Although hookahs (also narghiles) and hookah lounges are immensely popular, they have been limited to a few scenes: lounges with torn sofas and menus that consist of the full gambit of Hot Pockets, and places that are an uncomfortable mix between bar and cafe and vaguely dressed up to look Persian.

However, Eric Gormand, founder of French narghiles company Airdiem, recently realized that the sickly-artificial flavored tobaccos used in hookahs can be replaced with high-end flavors such as foie gras. This vision, called Aroma-Vapology, is earning hookahs spots in fashionable restaurants and hotels, and creating a new tool for chefs in molecular gastronomy.

Though the term ‘molecular gastronomy’ is a vague one that annoys many chefs because it “makes what they do sound like scientific party tricks,” but generally means making “the most delicious, technically exquisite food.”

The movement’s start is often accredited to renowned Catalonian chef, Ferran Adria, whose revolutionary El Bulli restaurant earned five World’s Best Restaurant titles, and about 800,000 reservation requests a year. Dishes like Air of Honey with Flowers and Pistachio Nuts, and martinis which were made from reconstituted olives placed on the tongue and followed by a spritz of atomized gin and vermouth, drew foodies from all over the world.

Many molecular gastronomy chefs have kitchens that are filled with hot infusion siphons, edible film sealers, and liquid nitrogen, which make them look less like a kitchen and more like the lab of a mad scientist. And even with all of their equipment, they are constantly tinkering, and looking how to further modern cooking.

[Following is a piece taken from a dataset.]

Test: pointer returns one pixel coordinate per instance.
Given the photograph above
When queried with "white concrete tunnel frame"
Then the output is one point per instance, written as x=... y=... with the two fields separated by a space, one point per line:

Gormand, however, was looking in a different direction when he invented Aroma-Vapology. Instead of trying to stun people with an innovation, he was looking to use the narghile to give people a mini vacation through the fine art of flavoring vapor.

The narghile came to mean a lot of things for Gormand while he was an officer in the French military academy: “relaxation after action, a well deserved break, comfort, [and] the pleasure of being alive,” Gormand says on his company’s website.

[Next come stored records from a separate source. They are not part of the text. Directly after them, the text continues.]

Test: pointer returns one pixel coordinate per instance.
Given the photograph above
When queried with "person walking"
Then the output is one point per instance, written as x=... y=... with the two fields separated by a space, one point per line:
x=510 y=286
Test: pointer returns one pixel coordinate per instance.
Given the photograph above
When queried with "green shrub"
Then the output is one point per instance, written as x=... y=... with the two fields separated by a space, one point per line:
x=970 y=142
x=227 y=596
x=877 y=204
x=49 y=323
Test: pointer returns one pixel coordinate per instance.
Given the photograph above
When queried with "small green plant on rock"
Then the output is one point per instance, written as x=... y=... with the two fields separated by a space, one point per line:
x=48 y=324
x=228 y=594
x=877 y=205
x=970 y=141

For many years, Gormand wanted to give people these tiny vacations but without using tobacco in the narghile. Finally, the breakthrough came 10 months ago. By using volcanic stones, called zeolites, instead of tobacco, the narghile burns a natural and flavorless vapor. Then, any essential culinary oils, soups, stock, smoothies, or salts could be added to the bowl of the narghile, coloring the vapor with a hint of flavor.

The lack of tobacco and the flavored vapors make Airdiem’s narghiles unique. They are “not hookahs, they are not an electronic cigarette,” Gormand details. “They are much more like when you enter a kitchen and smell a slow cooked meal.”

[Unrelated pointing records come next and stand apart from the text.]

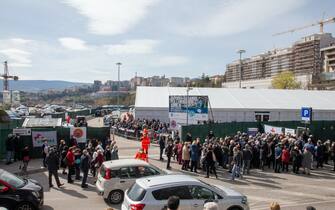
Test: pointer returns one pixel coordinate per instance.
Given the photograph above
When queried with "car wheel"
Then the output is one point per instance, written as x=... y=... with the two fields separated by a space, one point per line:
x=116 y=196
x=235 y=208
x=25 y=206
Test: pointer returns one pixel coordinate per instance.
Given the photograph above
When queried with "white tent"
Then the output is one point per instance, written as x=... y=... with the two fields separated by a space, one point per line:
x=240 y=105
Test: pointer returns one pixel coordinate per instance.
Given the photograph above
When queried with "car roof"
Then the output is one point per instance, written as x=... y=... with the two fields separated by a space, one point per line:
x=166 y=180
x=124 y=163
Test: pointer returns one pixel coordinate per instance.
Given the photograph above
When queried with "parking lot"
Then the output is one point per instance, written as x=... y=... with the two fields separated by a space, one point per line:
x=292 y=192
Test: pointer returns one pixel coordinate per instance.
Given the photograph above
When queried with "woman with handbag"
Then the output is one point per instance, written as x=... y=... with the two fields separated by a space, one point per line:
x=210 y=161
x=25 y=160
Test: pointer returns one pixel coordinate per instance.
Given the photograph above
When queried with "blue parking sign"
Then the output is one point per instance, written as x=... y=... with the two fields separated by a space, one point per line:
x=306 y=113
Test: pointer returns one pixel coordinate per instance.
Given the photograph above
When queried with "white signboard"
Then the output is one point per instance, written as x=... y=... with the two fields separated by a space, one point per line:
x=39 y=137
x=79 y=133
x=188 y=109
x=272 y=129
x=22 y=131
x=289 y=131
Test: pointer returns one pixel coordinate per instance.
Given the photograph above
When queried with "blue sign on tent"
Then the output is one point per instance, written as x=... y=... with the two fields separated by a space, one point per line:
x=306 y=113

So far 10 hotels and restaurants are experimenting with Aroma-Vapology, and are using the vapors as essential ingredients for their dishes. Ordering a creamy risotto, for example, but leaving the accompanying black truffle flavored narghile aside, would neglect not only a very important aspect of the dish, but of the experience.

“You cannot understand the meal without the vapors coming with,” Gormand tells BTR.

Gormand also tells BTR that the subtle flavors in Aroma-Vapology are allowing chefs to pair ingredients they never could before, like pairing his current favorite vapor, white truffle (which is normally overpowering), with delicately flavored fish. The subtle vapors are also introducing people to flavors they might otherwise be turned away from, something Chef Jullien Allano experimented with.

When Allano spoke with reporters about Aroma-Vapology, he paired oyster stock to go with rye bread and condiments. “You get the essence of the sea,” Allano said about the oyster flavored vapor, “without having the viscous texture which some people do not appreciate.”

There are many possibilities with pairing a narghile with food. Cardamom and apple vapors heighten fruit notes in blue or reblochon cheese, and ginger and absinthe bitters can be made into a vapor as its own fat-free snack.

“The story of Aroma-Vapology is very young,” Gormand tells BTR. There is no telling what will be thought of next.